Lack of state insolvency regime undermines Ukraine debt deal
By Bodo Ellmers, Guest Blogger
Bodo Ellmers is Policy and Advocacy Manager at Eurodad, the European Network on Debt and Development.
Ukraine has reached a debt restructuring agreement with a creditor committee representing 50% of outstanding government bonds. Substantial debt reduction is essential to bring Ukraine’s debt down to sustainable levels. But the agreed deal falls short of what is needed. And the participation of the other 50% of bondholders is not secured, and cannot be secured in absence of a multilateral debt restructuring framework that can make binding and enforceable decisions. The Western powers’ reluctance to help build such a framework might have fed their ally to the vulture funds and their aggressive litigation strategies.
The Ukraine debt deal
According to information obtained by the Financial Times, Ukraine has reached a deal with a creditor committee led by the investment fund Franklin Templeton. The deal agrees a 20% haircut to Ukrainian government bonds worth US$18bn. It will also extend the repayment period by four years to ease Ukraine’s liquidity needs.
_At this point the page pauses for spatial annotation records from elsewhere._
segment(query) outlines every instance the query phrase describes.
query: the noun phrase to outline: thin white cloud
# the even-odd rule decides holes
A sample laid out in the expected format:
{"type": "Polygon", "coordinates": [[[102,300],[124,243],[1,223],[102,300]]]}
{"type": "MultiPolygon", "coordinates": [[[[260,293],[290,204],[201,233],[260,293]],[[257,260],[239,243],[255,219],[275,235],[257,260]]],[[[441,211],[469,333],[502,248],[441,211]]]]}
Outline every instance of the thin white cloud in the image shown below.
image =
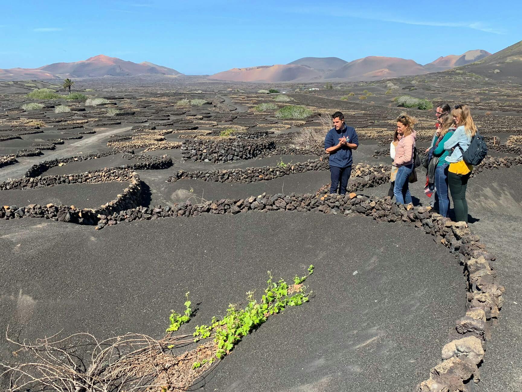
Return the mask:
{"type": "Polygon", "coordinates": [[[381,22],[391,22],[392,23],[400,23],[405,25],[415,25],[417,26],[438,26],[441,27],[460,27],[464,28],[472,29],[478,30],[480,31],[491,33],[493,34],[505,34],[505,30],[502,29],[494,29],[489,27],[487,25],[482,22],[437,22],[426,20],[413,20],[409,19],[402,19],[394,18],[389,18],[386,16],[382,16],[375,13],[366,14],[361,12],[353,12],[350,11],[343,11],[342,13],[337,11],[329,11],[326,10],[324,7],[306,7],[300,8],[292,8],[290,7],[282,7],[280,8],[282,11],[299,14],[310,14],[314,15],[324,15],[333,17],[347,16],[352,18],[358,18],[368,20],[378,20],[381,22]]]}
{"type": "Polygon", "coordinates": [[[114,12],[124,12],[126,14],[138,14],[135,11],[129,11],[127,9],[108,9],[108,11],[114,11],[114,12]]]}
{"type": "Polygon", "coordinates": [[[458,22],[457,23],[448,23],[445,22],[431,22],[426,21],[417,20],[403,20],[396,19],[385,19],[365,17],[364,19],[371,19],[374,20],[380,20],[383,22],[392,22],[395,23],[403,23],[405,25],[416,25],[417,26],[438,26],[441,27],[464,27],[473,30],[478,30],[480,31],[493,33],[493,34],[505,34],[504,30],[500,29],[492,29],[484,26],[481,22],[458,22]]]}
{"type": "Polygon", "coordinates": [[[60,27],[39,27],[37,29],[33,29],[33,31],[38,32],[49,32],[50,31],[61,31],[63,29],[60,27]]]}

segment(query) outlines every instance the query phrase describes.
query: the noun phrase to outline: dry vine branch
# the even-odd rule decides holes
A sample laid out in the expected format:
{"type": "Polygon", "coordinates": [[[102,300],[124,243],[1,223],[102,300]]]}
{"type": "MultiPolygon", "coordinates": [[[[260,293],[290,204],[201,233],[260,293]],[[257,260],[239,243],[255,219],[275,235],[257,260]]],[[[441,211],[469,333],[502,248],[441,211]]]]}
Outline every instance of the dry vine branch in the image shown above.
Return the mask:
{"type": "MultiPolygon", "coordinates": [[[[184,390],[209,366],[192,370],[192,362],[202,350],[199,346],[181,355],[175,356],[173,349],[193,343],[192,335],[167,335],[156,340],[143,334],[128,333],[102,341],[86,332],[75,333],[62,339],[37,339],[34,343],[8,342],[20,348],[13,354],[27,353],[32,362],[13,364],[0,363],[5,370],[0,377],[8,374],[10,392],[31,388],[64,392],[110,392],[112,391],[184,390]],[[78,340],[80,342],[78,342],[78,340]],[[89,348],[89,362],[84,364],[74,353],[81,347],[89,348]],[[189,362],[187,366],[182,361],[189,362]],[[169,382],[169,368],[187,367],[186,376],[169,382]]],[[[212,344],[210,341],[207,344],[212,344]]]]}
{"type": "MultiPolygon", "coordinates": [[[[309,267],[307,275],[301,278],[295,275],[292,285],[282,279],[273,281],[268,271],[267,286],[260,302],[254,298],[253,292],[249,292],[248,304],[244,309],[230,304],[222,318],[212,318],[210,325],[198,326],[191,335],[173,336],[169,332],[157,340],[129,332],[98,340],[87,332],[64,338],[58,338],[58,332],[30,343],[13,340],[9,337],[8,328],[7,341],[19,348],[13,354],[24,353],[32,360],[0,363],[0,367],[5,370],[0,378],[9,377],[8,392],[186,390],[269,316],[287,306],[307,302],[310,293],[305,292],[303,282],[313,273],[313,266],[309,267]],[[196,342],[199,342],[197,345],[196,342]],[[176,355],[176,352],[182,351],[180,349],[189,344],[195,348],[176,355]],[[88,360],[84,363],[80,356],[86,353],[88,360]]],[[[187,317],[192,312],[188,294],[185,303],[187,317]]],[[[176,330],[181,323],[188,321],[188,318],[184,320],[181,315],[172,312],[171,326],[168,331],[176,330]],[[173,325],[176,329],[171,329],[173,325]]]]}

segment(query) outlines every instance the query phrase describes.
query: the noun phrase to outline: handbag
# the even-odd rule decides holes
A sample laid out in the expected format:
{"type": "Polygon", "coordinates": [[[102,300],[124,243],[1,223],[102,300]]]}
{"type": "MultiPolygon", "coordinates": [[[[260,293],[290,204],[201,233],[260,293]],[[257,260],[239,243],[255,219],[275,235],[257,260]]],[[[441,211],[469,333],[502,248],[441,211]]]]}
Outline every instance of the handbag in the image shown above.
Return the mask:
{"type": "Polygon", "coordinates": [[[408,177],[408,182],[410,184],[417,182],[417,171],[415,170],[415,168],[413,168],[411,172],[410,173],[410,175],[408,177]]]}

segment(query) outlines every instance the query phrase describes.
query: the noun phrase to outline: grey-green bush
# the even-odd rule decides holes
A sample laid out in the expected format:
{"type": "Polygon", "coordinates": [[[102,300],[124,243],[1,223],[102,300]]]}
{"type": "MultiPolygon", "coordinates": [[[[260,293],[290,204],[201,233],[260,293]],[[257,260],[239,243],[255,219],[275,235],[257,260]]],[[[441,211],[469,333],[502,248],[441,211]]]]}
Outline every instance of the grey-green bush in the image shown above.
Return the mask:
{"type": "Polygon", "coordinates": [[[68,113],[70,111],[70,108],[65,105],[60,105],[54,108],[55,113],[68,113]]]}
{"type": "Polygon", "coordinates": [[[107,116],[110,116],[111,117],[113,116],[116,116],[118,113],[120,113],[120,111],[116,108],[109,108],[107,109],[107,111],[105,112],[105,114],[106,114],[107,116]]]}
{"type": "Polygon", "coordinates": [[[275,112],[276,117],[279,119],[302,119],[310,117],[314,112],[304,106],[288,105],[283,106],[275,112]]]}
{"type": "Polygon", "coordinates": [[[433,108],[433,104],[428,99],[420,99],[409,95],[401,95],[397,97],[394,100],[399,106],[405,108],[417,108],[421,110],[428,110],[433,108]]]}
{"type": "Polygon", "coordinates": [[[61,98],[62,96],[57,94],[54,90],[50,88],[39,88],[31,91],[27,96],[34,99],[57,99],[61,98]]]}
{"type": "Polygon", "coordinates": [[[38,103],[35,102],[31,102],[29,103],[25,103],[22,105],[22,109],[24,110],[36,110],[42,109],[43,105],[41,103],[38,103]]]}

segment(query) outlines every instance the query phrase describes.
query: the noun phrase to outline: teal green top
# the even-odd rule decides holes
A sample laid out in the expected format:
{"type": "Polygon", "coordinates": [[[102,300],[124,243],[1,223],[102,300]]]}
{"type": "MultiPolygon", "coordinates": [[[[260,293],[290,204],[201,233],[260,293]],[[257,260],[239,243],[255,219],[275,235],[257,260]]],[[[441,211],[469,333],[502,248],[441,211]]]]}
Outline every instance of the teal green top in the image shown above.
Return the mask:
{"type": "MultiPolygon", "coordinates": [[[[438,145],[437,146],[437,148],[433,150],[433,155],[439,157],[438,163],[437,164],[437,166],[442,166],[443,165],[445,165],[448,163],[446,161],[446,157],[447,157],[449,154],[449,151],[447,149],[444,149],[444,143],[452,137],[454,131],[454,129],[450,129],[446,133],[446,134],[444,135],[444,137],[442,138],[442,140],[441,140],[438,143],[438,145]]],[[[438,138],[433,141],[433,146],[435,145],[435,143],[437,140],[438,138]]]]}

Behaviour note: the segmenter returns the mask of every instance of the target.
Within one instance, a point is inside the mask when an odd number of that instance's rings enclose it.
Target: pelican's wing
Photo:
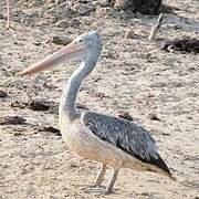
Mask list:
[[[157,153],[154,138],[138,124],[90,111],[82,114],[81,121],[101,139],[170,174],[167,165]]]

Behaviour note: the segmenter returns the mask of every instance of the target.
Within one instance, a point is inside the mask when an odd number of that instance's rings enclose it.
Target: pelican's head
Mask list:
[[[48,69],[51,69],[59,63],[72,59],[81,60],[83,62],[96,62],[102,52],[102,40],[96,31],[78,35],[70,44],[63,49],[49,55],[41,62],[23,70],[19,75],[34,74]]]

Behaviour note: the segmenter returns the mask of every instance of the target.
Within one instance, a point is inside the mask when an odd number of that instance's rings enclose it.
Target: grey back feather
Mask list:
[[[101,139],[171,175],[157,151],[154,138],[138,124],[90,111],[83,112],[81,121]]]
[[[158,159],[154,138],[138,124],[90,111],[81,119],[96,136],[129,155],[145,161]]]

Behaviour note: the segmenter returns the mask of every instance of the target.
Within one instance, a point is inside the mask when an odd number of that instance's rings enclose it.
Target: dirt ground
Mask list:
[[[156,42],[149,42],[157,17],[117,11],[100,0],[74,4],[64,0],[57,4],[53,0],[12,1],[14,31],[9,31],[1,0],[0,198],[199,198],[199,54],[160,50],[167,40],[199,36],[199,3],[165,3],[174,13],[165,14]],[[101,33],[104,50],[82,85],[78,103],[112,115],[129,113],[153,134],[176,182],[156,174],[122,169],[114,193],[105,196],[90,187],[100,164],[77,157],[59,134],[44,130],[59,128],[62,88],[77,63],[31,77],[15,73],[62,48],[49,42],[53,35],[73,39],[91,30]],[[129,30],[133,34],[125,39]],[[33,111],[32,101],[55,105]],[[9,122],[13,116],[19,116],[19,124]],[[109,176],[108,169],[104,186]]]

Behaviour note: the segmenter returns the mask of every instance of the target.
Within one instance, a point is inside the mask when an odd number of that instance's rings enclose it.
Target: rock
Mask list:
[[[134,121],[134,118],[132,117],[132,115],[128,112],[123,112],[118,115],[118,117],[127,119],[127,121]]]
[[[25,119],[20,116],[0,117],[0,125],[22,125],[24,123]]]
[[[7,97],[8,96],[8,94],[4,92],[4,91],[0,91],[0,97]]]
[[[54,35],[52,36],[50,42],[55,43],[55,44],[61,44],[61,45],[67,45],[69,43],[72,42],[72,39],[64,35]]]
[[[28,103],[15,101],[15,102],[12,102],[10,106],[11,107],[24,108],[27,105],[28,105]]]
[[[128,30],[125,32],[125,40],[135,38],[135,32],[133,30]]]
[[[160,118],[159,117],[157,117],[157,115],[156,114],[149,114],[149,117],[150,117],[150,119],[151,121],[160,121]]]
[[[81,22],[77,19],[60,20],[56,22],[56,27],[66,29],[69,27],[78,28]]]
[[[176,39],[174,41],[168,41],[164,44],[161,50],[165,50],[167,52],[170,51],[170,49],[175,51],[184,51],[184,52],[193,52],[199,53],[199,40],[197,39]]]

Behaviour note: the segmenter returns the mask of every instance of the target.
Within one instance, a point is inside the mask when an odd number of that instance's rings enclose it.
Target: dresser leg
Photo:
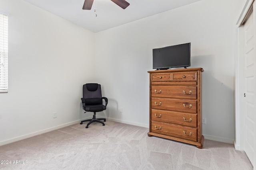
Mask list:
[[[204,137],[202,135],[202,138],[201,139],[201,145],[200,146],[197,146],[196,147],[199,149],[202,149],[203,148],[203,144],[204,144]]]

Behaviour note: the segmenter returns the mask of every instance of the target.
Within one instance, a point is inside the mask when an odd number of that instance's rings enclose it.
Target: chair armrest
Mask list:
[[[108,98],[105,97],[102,97],[102,99],[104,99],[104,100],[105,100],[105,106],[106,106],[108,104]]]
[[[82,103],[85,103],[85,99],[84,98],[81,98],[81,100]]]

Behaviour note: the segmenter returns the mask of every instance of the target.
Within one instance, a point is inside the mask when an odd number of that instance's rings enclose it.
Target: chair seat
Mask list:
[[[102,104],[86,106],[84,110],[86,111],[101,111],[106,110],[106,106]]]

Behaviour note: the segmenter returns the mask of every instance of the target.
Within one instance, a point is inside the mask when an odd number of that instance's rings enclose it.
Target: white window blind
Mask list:
[[[8,16],[0,14],[0,93],[8,90]]]

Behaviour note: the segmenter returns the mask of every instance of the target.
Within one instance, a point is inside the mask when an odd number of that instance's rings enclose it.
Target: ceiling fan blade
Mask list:
[[[124,9],[130,5],[130,4],[124,0],[111,0],[111,1]]]
[[[93,0],[85,0],[84,6],[83,6],[83,10],[90,10],[92,9]]]

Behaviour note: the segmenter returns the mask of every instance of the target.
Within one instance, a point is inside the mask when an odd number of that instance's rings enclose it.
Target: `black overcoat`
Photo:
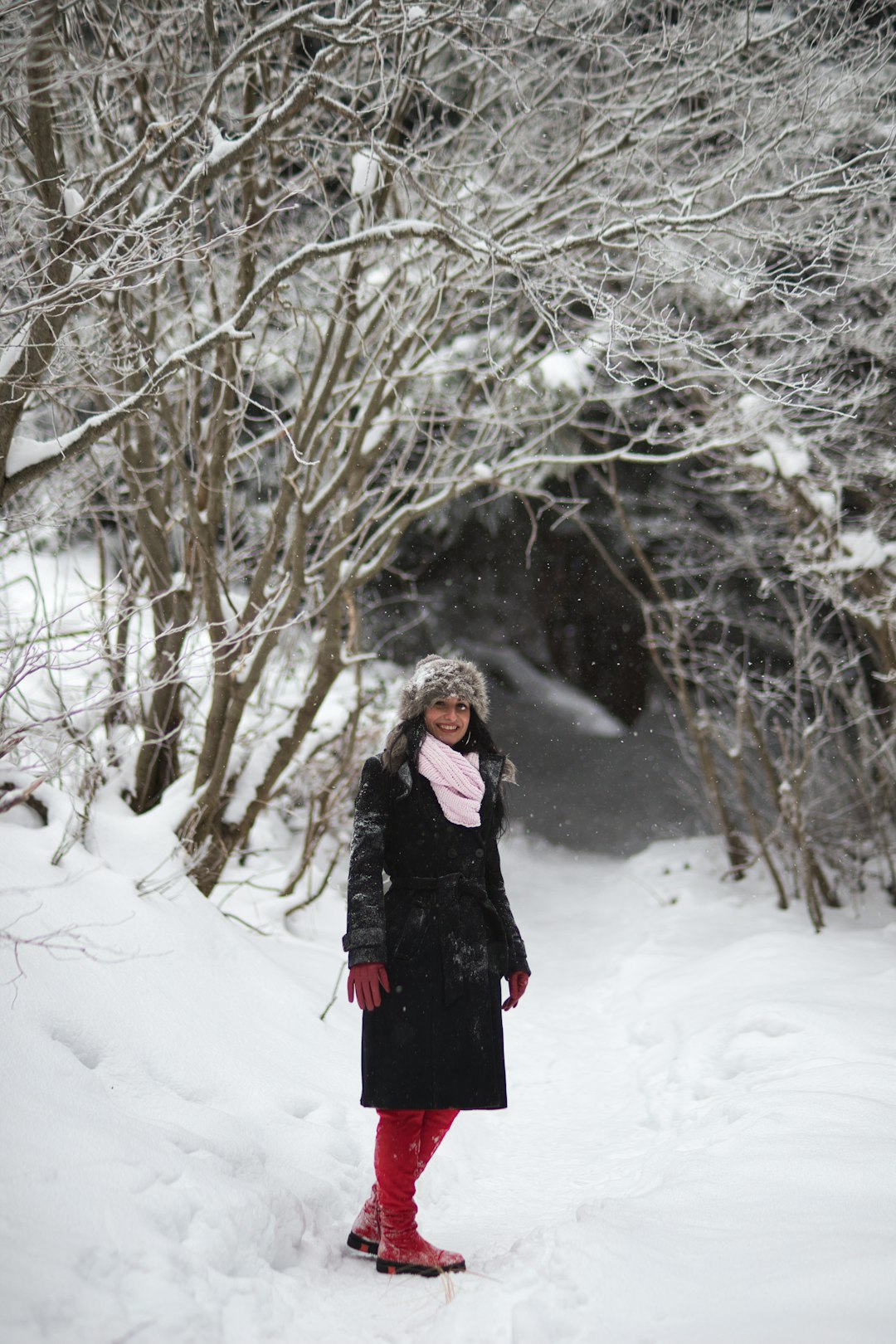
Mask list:
[[[364,766],[343,946],[349,966],[384,962],[391,993],[364,1012],[363,1106],[506,1106],[501,976],[529,968],[498,859],[502,767],[504,757],[480,758],[481,823],[459,827],[410,765]]]

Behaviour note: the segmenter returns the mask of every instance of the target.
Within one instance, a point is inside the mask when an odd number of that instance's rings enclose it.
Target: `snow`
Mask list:
[[[747,454],[746,462],[748,466],[754,466],[760,472],[768,472],[770,476],[780,476],[785,481],[809,474],[811,457],[803,444],[772,430],[766,431],[763,438],[766,448]]]
[[[497,668],[505,683],[529,707],[562,719],[587,737],[621,738],[626,726],[584,691],[562,677],[533,668],[523,655],[504,645],[470,645],[476,656]]]
[[[352,196],[371,196],[380,184],[380,164],[376,155],[359,151],[352,155]]]
[[[290,931],[257,892],[261,937],[110,792],[54,867],[64,802],[39,792],[47,828],[0,814],[11,1344],[889,1344],[896,922],[873,882],[815,935],[759,876],[723,883],[712,839],[625,863],[505,843],[535,974],[509,1110],[462,1116],[420,1181],[424,1232],[470,1266],[450,1293],[345,1247],[373,1117],[344,982],[320,1020],[339,892]]]
[[[206,155],[206,163],[216,164],[230,149],[234,148],[234,141],[228,140],[220,126],[216,126],[214,121],[208,122],[207,130],[211,144],[208,146],[208,153]]]
[[[16,434],[9,445],[7,457],[7,476],[23,472],[26,466],[35,466],[48,457],[66,456],[69,449],[81,437],[81,429],[59,434],[56,438],[28,438],[26,434]]]
[[[537,374],[549,391],[570,391],[579,396],[591,384],[590,356],[584,349],[552,349],[537,363]]]
[[[62,194],[62,208],[69,219],[74,219],[85,208],[85,198],[74,187],[66,187]]]
[[[28,328],[23,327],[19,332],[16,332],[16,335],[5,347],[5,349],[0,351],[0,378],[7,376],[7,374],[13,367],[13,364],[16,363],[16,360],[19,359],[21,351],[27,347],[27,344],[28,344]]]
[[[826,567],[838,573],[880,570],[896,559],[896,542],[884,543],[870,527],[844,528],[840,554]]]

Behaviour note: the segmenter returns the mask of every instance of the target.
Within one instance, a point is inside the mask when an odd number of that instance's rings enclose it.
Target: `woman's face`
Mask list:
[[[470,707],[455,696],[434,700],[423,710],[423,722],[427,732],[454,747],[470,726]]]

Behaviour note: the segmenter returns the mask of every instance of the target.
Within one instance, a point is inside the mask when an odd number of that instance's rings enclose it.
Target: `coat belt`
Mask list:
[[[481,882],[465,878],[461,872],[447,872],[441,878],[402,878],[395,887],[404,891],[431,892],[427,909],[435,913],[442,950],[442,977],[445,1003],[451,1004],[463,993],[467,981],[476,978],[477,964],[481,970],[490,964],[489,948],[482,946],[478,927],[470,927],[465,918],[462,900],[474,900],[489,930],[488,942],[505,945],[506,935],[498,913],[489,900],[489,894]],[[394,888],[395,890],[395,888]],[[478,934],[478,937],[477,937]]]

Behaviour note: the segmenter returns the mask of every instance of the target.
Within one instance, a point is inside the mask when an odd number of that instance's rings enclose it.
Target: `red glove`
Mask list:
[[[508,980],[510,982],[510,995],[501,1004],[504,1012],[506,1012],[508,1008],[516,1008],[520,999],[525,993],[525,986],[529,982],[529,974],[527,970],[514,970],[510,976],[508,976]]]
[[[360,966],[352,966],[348,973],[348,1001],[355,1003],[357,999],[359,1008],[372,1012],[383,1003],[380,985],[386,993],[390,992],[388,976],[382,961],[365,961]]]

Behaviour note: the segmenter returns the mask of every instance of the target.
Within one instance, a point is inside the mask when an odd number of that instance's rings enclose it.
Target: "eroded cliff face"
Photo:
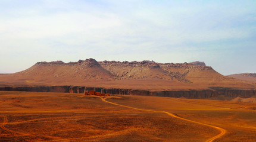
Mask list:
[[[242,90],[228,88],[214,87],[205,90],[171,91],[149,91],[146,90],[127,89],[118,88],[104,88],[74,86],[33,86],[33,87],[2,87],[0,91],[26,91],[44,92],[63,92],[73,93],[83,93],[85,92],[93,90],[101,93],[118,95],[156,96],[174,97],[191,99],[211,99],[217,98],[222,95],[226,97],[235,98],[249,98],[256,95],[256,90]]]

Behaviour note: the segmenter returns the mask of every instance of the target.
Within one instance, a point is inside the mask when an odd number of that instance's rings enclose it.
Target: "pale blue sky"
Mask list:
[[[0,0],[0,73],[90,57],[256,72],[256,1]]]

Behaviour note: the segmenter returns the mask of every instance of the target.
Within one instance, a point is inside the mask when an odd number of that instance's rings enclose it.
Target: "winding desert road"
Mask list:
[[[173,114],[171,113],[168,112],[167,111],[154,111],[154,110],[150,110],[150,109],[145,109],[136,108],[134,108],[134,107],[131,107],[131,106],[126,106],[126,105],[120,105],[120,104],[115,104],[115,103],[114,103],[114,102],[107,101],[106,101],[106,99],[108,98],[108,97],[106,97],[106,98],[103,98],[102,97],[100,97],[100,98],[101,98],[101,100],[102,101],[107,102],[107,103],[110,103],[110,104],[113,104],[113,105],[118,105],[118,106],[123,106],[123,107],[126,107],[126,108],[131,108],[131,109],[137,109],[137,110],[139,110],[139,111],[150,111],[150,112],[163,112],[163,113],[167,114],[168,115],[173,117],[174,118],[178,118],[178,119],[180,119],[180,120],[187,121],[191,122],[196,123],[196,124],[200,124],[200,125],[205,125],[205,126],[208,126],[208,127],[210,127],[217,129],[217,130],[218,130],[218,131],[220,131],[220,134],[218,134],[218,135],[216,135],[216,136],[214,136],[214,137],[212,137],[212,138],[211,138],[206,140],[205,142],[213,142],[215,140],[216,140],[216,139],[217,139],[217,138],[218,138],[223,136],[224,135],[225,135],[227,133],[227,130],[224,130],[223,128],[221,128],[220,127],[217,127],[217,126],[214,126],[214,125],[209,125],[209,124],[207,124],[201,123],[201,122],[196,122],[196,121],[193,121],[193,120],[188,120],[188,119],[186,119],[186,118],[183,118],[178,117],[177,115],[174,115],[174,114]]]

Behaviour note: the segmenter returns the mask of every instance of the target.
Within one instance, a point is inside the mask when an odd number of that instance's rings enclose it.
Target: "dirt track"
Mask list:
[[[132,108],[132,109],[137,109],[137,110],[139,110],[139,111],[150,111],[150,112],[163,112],[163,113],[167,114],[167,115],[170,115],[171,117],[174,117],[174,118],[179,118],[179,119],[180,119],[180,120],[185,120],[185,121],[189,121],[189,122],[191,122],[197,123],[197,124],[201,124],[201,125],[205,125],[205,126],[208,126],[208,127],[216,128],[216,129],[217,129],[217,130],[219,130],[220,131],[220,133],[219,134],[218,134],[218,135],[216,135],[216,136],[214,136],[214,137],[212,137],[212,138],[207,140],[206,141],[206,142],[212,142],[212,141],[214,141],[215,140],[216,140],[216,139],[217,139],[217,138],[222,137],[223,135],[225,135],[227,133],[227,130],[224,130],[223,128],[220,128],[218,127],[214,126],[214,125],[209,125],[209,124],[204,124],[204,123],[201,123],[201,122],[196,122],[196,121],[190,120],[188,120],[188,119],[186,119],[186,118],[183,118],[178,117],[177,115],[174,115],[174,114],[173,114],[171,113],[168,112],[167,111],[154,111],[154,110],[150,110],[150,109],[145,109],[136,108],[133,108],[133,107],[131,107],[131,106],[129,106],[120,105],[120,104],[115,104],[115,103],[113,103],[113,102],[106,101],[106,99],[107,99],[107,98],[108,98],[108,97],[104,98],[103,98],[102,97],[101,97],[101,100],[102,100],[102,101],[104,101],[104,102],[106,102],[113,104],[113,105],[119,105],[119,106],[124,106],[124,107],[126,107],[126,108]]]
As a sweetener, participating creditors receive a higher interest rate of 7.75% instead of 7.2%. In addition, reports the FT, “a GDP linked warrant will be provided from 2021 to 2040 that will pay out up to 40 per cent of the value of annual economic growth above 4 per cent.”
Too little, too late
The deal comes after Ukraine’s economy fell into a deep recession following the outbreak of the civil war and the annexation of the Crimean peninsula by neighboring Russia. Last year, Western powers used their influence in the IMF to unleash bailout loans of €9.6bn under the Extended Fund Facility. The programme came with brutal austerity and structural adjustment conditionality attached.